IT DIDN'T look or sound like a desperate plea for support. In his last televised appearance before the second round of French parliamentary elections on June 1st, President Jacques Chirac told the French public that he "heard (their) message" on May 25th when his centre-right majority was trounced by the left in the first round of parliamentary elections.
But his brief speech was similar to those delivered earlier by Mr Chirac and his acolytes, defining the election as a choice between modernity and a return to the past. Trying to reconcile the liberal economic policies demanded by some with the social conscience preferred by others, he chose the middle way - "a society of initiative and responsibility". The delivery was competent, but the president's words lacked the elan the centre-right campaign has tried vainly to achieve.
Just 24 hours earlier, French television had broadcast a pre-recorded message by the Prime Minister, Mr Alain Juppe, saying he would resign as soon as the election was over. Mr Juppe's performance was hauntingly reminiscent of the videotapes that Beirut kidnappers used to make of their hostages.
By contrast, Mr Chirac did not seem overly preoccupied by the election rout. He began by praising Mr Juppe, saying be had worked "with self-sacrifice and courage". Some day, Mr Chirac said, the French people would share his high judgment of Mr Juppe. He did not even allude to his replacement, although the identity of his next choice for prime minister is the main subject of speculation just five days before the final round of the election.

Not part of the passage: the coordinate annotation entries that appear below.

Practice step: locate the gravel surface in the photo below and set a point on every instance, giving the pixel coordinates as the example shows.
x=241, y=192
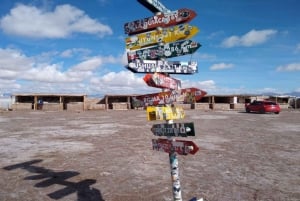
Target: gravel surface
x=107, y=155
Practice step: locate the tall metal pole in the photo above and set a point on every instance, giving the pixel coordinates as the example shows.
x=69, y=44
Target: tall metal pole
x=176, y=187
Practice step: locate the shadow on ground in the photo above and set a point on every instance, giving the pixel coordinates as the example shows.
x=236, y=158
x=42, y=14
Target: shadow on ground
x=47, y=177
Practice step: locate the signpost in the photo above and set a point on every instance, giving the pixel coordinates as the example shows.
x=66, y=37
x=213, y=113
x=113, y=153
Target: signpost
x=187, y=96
x=164, y=113
x=166, y=19
x=154, y=6
x=181, y=147
x=163, y=66
x=159, y=80
x=174, y=130
x=161, y=35
x=167, y=50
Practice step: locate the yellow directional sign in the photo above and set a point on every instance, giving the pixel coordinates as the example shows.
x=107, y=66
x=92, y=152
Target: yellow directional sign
x=164, y=113
x=162, y=35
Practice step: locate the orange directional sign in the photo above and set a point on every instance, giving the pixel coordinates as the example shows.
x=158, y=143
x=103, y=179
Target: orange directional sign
x=159, y=80
x=175, y=129
x=181, y=147
x=187, y=95
x=162, y=35
x=154, y=6
x=164, y=113
x=160, y=20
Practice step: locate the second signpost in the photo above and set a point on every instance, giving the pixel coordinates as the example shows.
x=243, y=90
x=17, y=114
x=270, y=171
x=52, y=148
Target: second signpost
x=150, y=41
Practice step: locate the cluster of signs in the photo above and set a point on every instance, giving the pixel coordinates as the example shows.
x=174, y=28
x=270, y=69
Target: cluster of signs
x=149, y=43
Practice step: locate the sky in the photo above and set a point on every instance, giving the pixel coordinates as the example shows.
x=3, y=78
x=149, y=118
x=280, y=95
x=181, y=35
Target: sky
x=78, y=47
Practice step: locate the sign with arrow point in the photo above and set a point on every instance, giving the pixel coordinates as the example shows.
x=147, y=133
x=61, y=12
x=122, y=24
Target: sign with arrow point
x=175, y=129
x=181, y=147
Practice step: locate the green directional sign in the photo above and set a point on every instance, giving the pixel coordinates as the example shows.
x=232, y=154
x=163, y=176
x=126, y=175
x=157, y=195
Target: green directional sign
x=167, y=50
x=176, y=129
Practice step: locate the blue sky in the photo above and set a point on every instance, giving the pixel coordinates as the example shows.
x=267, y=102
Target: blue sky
x=75, y=46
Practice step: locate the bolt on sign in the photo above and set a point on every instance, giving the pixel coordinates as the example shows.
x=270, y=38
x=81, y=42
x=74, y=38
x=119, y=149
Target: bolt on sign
x=167, y=19
x=174, y=130
x=186, y=96
x=154, y=6
x=164, y=113
x=163, y=66
x=181, y=147
x=161, y=35
x=168, y=50
x=159, y=80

Mr Chirac said he had "heard the message" addressed to him through the ballot-box last Sunday, but he did not define what he thought that message was. Instead, he returned to the theme he has developed in televised addresses over the past year and a half. France had fallen behind, he said, and the delay had cost it dearly in jobs, taxes, debts "and in illusions too".
"Do you want to put back in the saddle yesterday's Socialist ideas?" Mr Chirac asked rhetorically. "I ask you to choose another path. A modern and humane path that will better serve French chances and interests."
His economic proposals were a repeat of the free market ideas in the centre-right's programme - an economy of initiative and freedom" - but Mr Chirac also gave a nod to left-leaning voters, saying he wanted "a renewed social model that protects us from the effects of globalisation".
He said France must invent a new method of government "closer to French people", reconcile freedom and solidarity, and achieve strong economic growth by lowering taxes and welfare contributions. On Europe, he repeated his warning of last week, that a left-wing government would endanger European integration.
Returning to his pretext for dissolving parliament on April 21st, Mr Chirac said France "must be coherent and determined to defend its interests in the important negotiations we are currently involved in.
The French people have not forgiven Mr Chirac for what France-Soir newspaper calls the "original sin" of calling an early election for political convenience. Mr Chirac again tried to justify his fateful decision, saying he had wanted to "seize national energy, to engage and convince, to give the nation a strength that was ebbing away".
But last night, French people were still asking why - if the centre-right was so inspired - it had not created the society it now describes during two years in power. Mr Chirac did not explain why a new centre-right government would succeed where the last one failed. It was not the nation's strength, but Mr Chirac's grip on power, that seemed to be ebbing away.